Skocz do zawartości
  • 0

3 łodzie - jeden wybór


soja

Pytanie

Cześć,

 

Panowie od dłuższego czasu śledzę rynek z łodziami i mocno szykuje się do zakupu.

Potrzebuję łodzi do 3,90m, do pływania po niewielkich akwenach, do silnika elektrycznego, do łowienia w 2 a w incydentalnych przypadkach w 3 osoby, przewożoną nad wodę na przyczepie.

 

Obecnie doszedłem do etapu zdecydowania się na jedną z tych trzech:

 

Solar Sky - solar 360 fish:

http://www.solarsky.com.pl/lodziewedkarskie.htm#%C5%81%C3%B3 dka_w%C4%99dkarska_360_

 

Kruger - Lambda:

http://www.krugerboat.com/lodzie.html

 

Sport Yacht - Malibu

http://www.sportyacht.com.pl/strona,_malibu_360,32,0,30.html

 

Jeśli ktoś z Was jest w stanie przekonać mnie do wyboru jednej z nich będę wdzięczny. Może ktoś na takich pływa?

 

pozdrawiam

przemek

 

 

Odnośnik do komentarza
Udostępnij na innych stronach

Rekomendowane odpowiedzi

  • 0

A dlaczego do 1ej z nich? Z tego co widze to sa wykonane w technologii 2 cienki warstwy laminatu a w srodku pianka (inny wypelniacz o dodatniej plywalnoci).

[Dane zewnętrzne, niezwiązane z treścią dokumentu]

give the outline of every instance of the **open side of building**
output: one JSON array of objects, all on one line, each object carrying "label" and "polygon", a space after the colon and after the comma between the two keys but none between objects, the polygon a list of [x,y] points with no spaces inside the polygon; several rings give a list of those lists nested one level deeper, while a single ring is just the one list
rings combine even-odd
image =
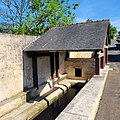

To nie sa najlepsze rozwiazania wg mnie, proponuje zapoznac sie z oferta f-my ze słupcy.

 

No, niech bedzie(jak dotad nic z tego nie mam), ze wstawie link: http://www.lodzie.com/pl/index.php?option=com_content&vi ew=category&layout=blog&id=38&Itemid=202

 

Gumo

Odnośnik do komentarza
Udostępnij na innych stronach

  • 0

Te trzy łodki, które @soja wskazałeś lubią koniki mechaniczne i to tak najlepiej z 10 :)Są to po prostu łodzie do ślizgu. Do elektryka przyjrzyj się łodzi 4,20 z linka, który wstawił @ Gumo. Na niej na elektryku będziesz pływał szybciej i wygodniej niz na tych, które wskazałeś.

Pozdrawiam, Artur.

Odnośnik do komentarza
Udostępnij na innych stronach

  • 0

No Panowie:)

więc mówicie że te moje 3 podane wyżej do elektryka nie bardzo.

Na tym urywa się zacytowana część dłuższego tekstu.